Anyone know what the laws are for this?? Where is the line draw between feeder animals and being cruel and unusual???


----------



## thoroughbred (Mar 14, 2003)

i doubt it id say they barely finish a small rat depending on size of them dont forget they have small stomachs a few chunks theyre full i remember watching mad's 40 rbp in a 240 and they didnt finish a fat goldfish probably 11"


----------



## mtx1 (May 21, 2003)

they will get u for abusing an animal...its just like beating the sh*t out of a dog or a cat...u go to jail for that sh*t... (im not mad or nothin heh) just sayin...like if u kicked a dog u would get animal cruelty and have to showup in court and everything so im sure if u killed it u would have the same if not worse..so i can almost guarantee its a law against it...its like fighting pit bulls u get caught...even though they dont die all the times u still get in huge trouble for doing it....

i dont do any of these just examples heh i love animals


----------



## Death in #'s (Apr 29, 2003)

u need to watch animal precint
it would be considered animal abuse


----------



## Heartless-Dealer (Aug 3, 2003)

yea dogs cats and ferrets are probobly illegal not ot mention stupid..but i kno u wouldnt do that and u just are curious :nod:


----------



## caazi (Jul 28, 2003)

I would think animals sold as feeder's are the only type of mammals that are able to be fed. When they start selling feeder ferret's, then it's a different story.


----------



## Judazzz (Jan 13, 2003)

In some counties, like the UK and some other European countries, feeding live animals is outlawed completely (even for zoo's)


----------



## Red Bellied Bad Ass (May 25, 2003)

I would think that "smart" predator animals like cats, dogs, ferrets etc. would get you in trouble with the law if someone reported you. A "dumb" animal like a guinea pig or rabbit would probably be OK because these are considered disposable lab animals and at the bottom of the food chain in nature so they are used to getting eaten.


----------



## tweaked (Aug 3, 2003)

It's NOT LEGAL


----------



## X-D-X (Jul 3, 2003)

That's f*cking mean if you did that don't do it !!


----------



## StuartDanger (Aug 7, 2003)

nething bigger than a rat or mouse is wrong to feed. guinea pigs and rabbits are cute and shudny be fed to p's.


----------



## wrathofgeo (Aug 23, 2003)

Heartless-Dealer said:


> yea dogs cats and ferrets are probobly illegal not ot mention stupid..but i kno u wouldnt do that and u just are curious :nod:


 i once fed a beagle to my p's, i didnt get in trouble...

lol jk, i think anything over a rabbit is illegal..


----------



## Innes (Jan 13, 2003)

it is illegal for me to feed my piranhas even a live goldfish here in the UK.

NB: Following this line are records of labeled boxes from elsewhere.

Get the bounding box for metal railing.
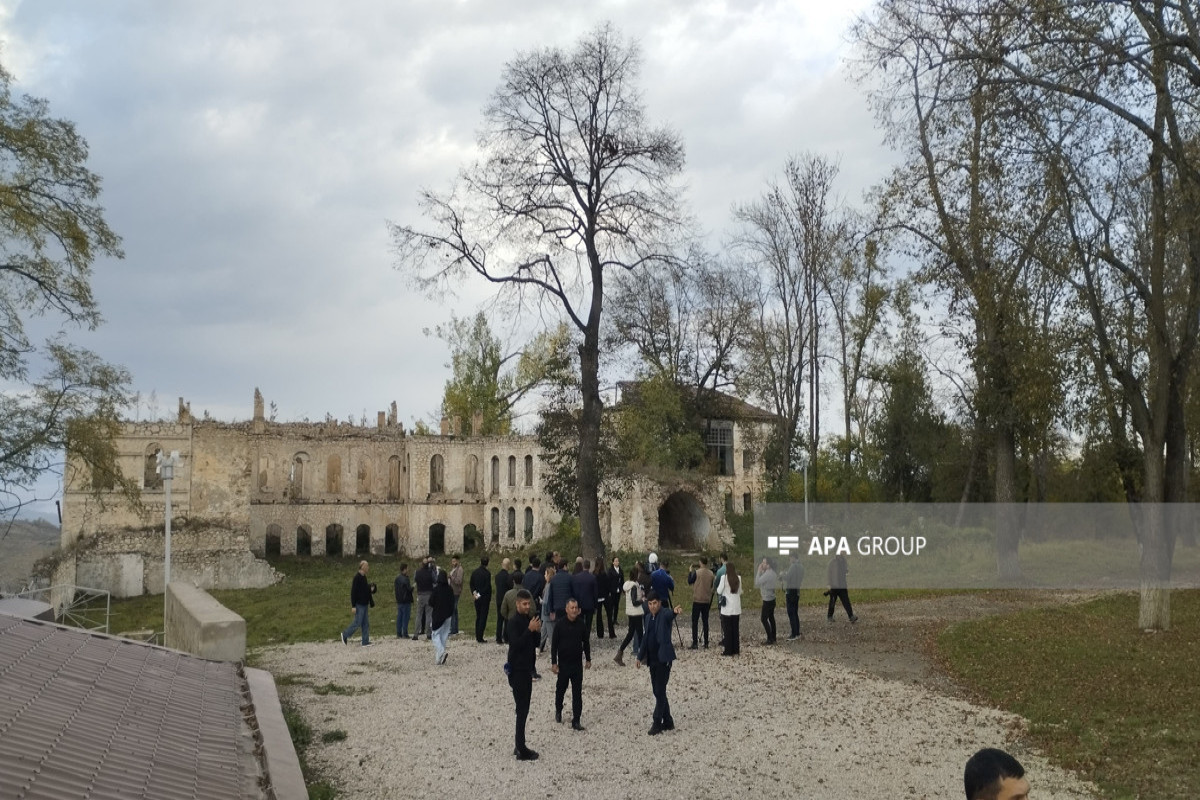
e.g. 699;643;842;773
13;584;113;633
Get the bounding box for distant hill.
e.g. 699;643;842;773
0;519;60;591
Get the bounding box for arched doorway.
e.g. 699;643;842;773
325;522;342;555
266;525;283;558
659;492;712;549
296;525;312;555
430;522;446;555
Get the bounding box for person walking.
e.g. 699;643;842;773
392;564;413;639
612;564;646;667
413;557;433;642
430;571;454;666
754;558;779;644
550;597;592;730
637;589;683;736
505;588;541;762
784;552;804;642
826;553;858;622
496;559;512;644
450;554;464;636
604;555;625;639
716;561;742;656
470;555;492;644
342;561;374;648
688;555;716;650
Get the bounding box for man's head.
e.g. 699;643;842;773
962;747;1030;800
646;589;662;616
517;589;533;616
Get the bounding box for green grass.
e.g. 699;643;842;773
938;590;1200;800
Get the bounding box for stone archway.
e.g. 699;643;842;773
659;492;712;551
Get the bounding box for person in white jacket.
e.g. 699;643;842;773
716;561;742;656
612;564;646;667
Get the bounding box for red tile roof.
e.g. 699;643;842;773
0;614;265;800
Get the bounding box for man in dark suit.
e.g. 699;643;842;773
470;555;492;644
604;555;625;639
637;589;683;736
496;559;512;644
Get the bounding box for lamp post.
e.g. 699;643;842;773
157;450;179;587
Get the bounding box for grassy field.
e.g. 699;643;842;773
938;590;1200;799
96;522;1200;799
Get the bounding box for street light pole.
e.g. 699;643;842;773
157;450;179;587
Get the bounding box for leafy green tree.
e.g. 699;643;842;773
0;67;137;522
426;312;572;435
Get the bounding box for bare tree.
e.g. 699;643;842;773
391;25;684;558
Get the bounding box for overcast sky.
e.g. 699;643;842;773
0;0;889;513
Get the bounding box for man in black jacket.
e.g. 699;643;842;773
496;559;512;644
394;564;413;639
505;589;541;762
550;597;592;730
342;561;374;648
470;555;492;644
413;558;434;642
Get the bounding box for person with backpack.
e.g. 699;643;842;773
612;564;646;667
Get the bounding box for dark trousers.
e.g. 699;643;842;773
509;669;533;750
691;600;713;648
554;664;583;723
416;591;433;637
649;661;674;727
760;600;775;644
620;614;643;652
827;589;854;619
475;595;492;642
721;614;742;656
604;595;620;639
784;589;800;638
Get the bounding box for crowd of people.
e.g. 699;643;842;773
341;551;1030;800
341;551;873;760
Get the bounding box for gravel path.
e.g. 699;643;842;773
258;614;1098;800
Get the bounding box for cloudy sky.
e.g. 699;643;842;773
0;0;888;513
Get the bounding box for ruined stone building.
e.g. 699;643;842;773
59;390;762;595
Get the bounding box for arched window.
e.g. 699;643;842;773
388;456;400;500
288;452;308;498
359;456;371;494
430;453;444;494
142;443;162;491
462;456;479;494
325;455;342;494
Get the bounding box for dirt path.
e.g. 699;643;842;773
796;591;1094;698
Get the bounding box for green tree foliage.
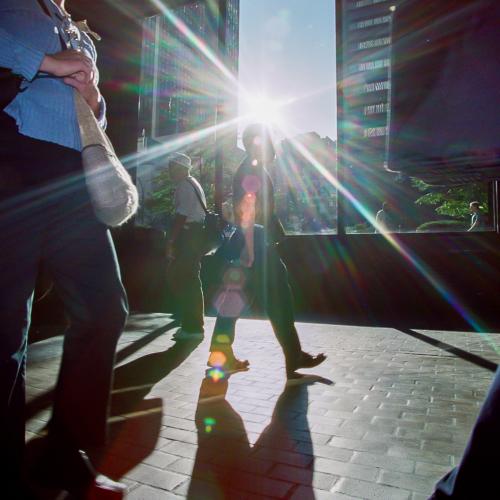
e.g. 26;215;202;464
412;178;488;220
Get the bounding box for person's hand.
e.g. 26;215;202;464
240;247;255;267
40;50;95;83
64;71;101;117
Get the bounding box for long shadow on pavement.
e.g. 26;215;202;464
187;371;331;500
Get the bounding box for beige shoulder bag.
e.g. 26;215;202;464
75;92;138;227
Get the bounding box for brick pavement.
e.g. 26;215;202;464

IMO it is not needed either, especially with mammels.


----------



## Heartless-Dealer (Aug 3, 2003)

i dno i think ive heard of people here in new jersey feeding live rabbits to snakes i dno i may be incorrect....i dont think they got in trouble i think for rabbits it is legal but sorta mean....


----------



## ViBE (Jul 22, 2003)

...In canada, i think it is legal to feed a rabbit to something else. Because I remember some guy who goes to buy rabbit all the time to feed his 6feet burmese python... It was legal. They recommended that diet.


----------



## mtx1 (May 21, 2003)

fish are different than a snake...a snake kills something quickly...the rabbit will be trying to swim around while they keep biting him til he is dead...a snake is one bite then it goes into the dark tunnel


----------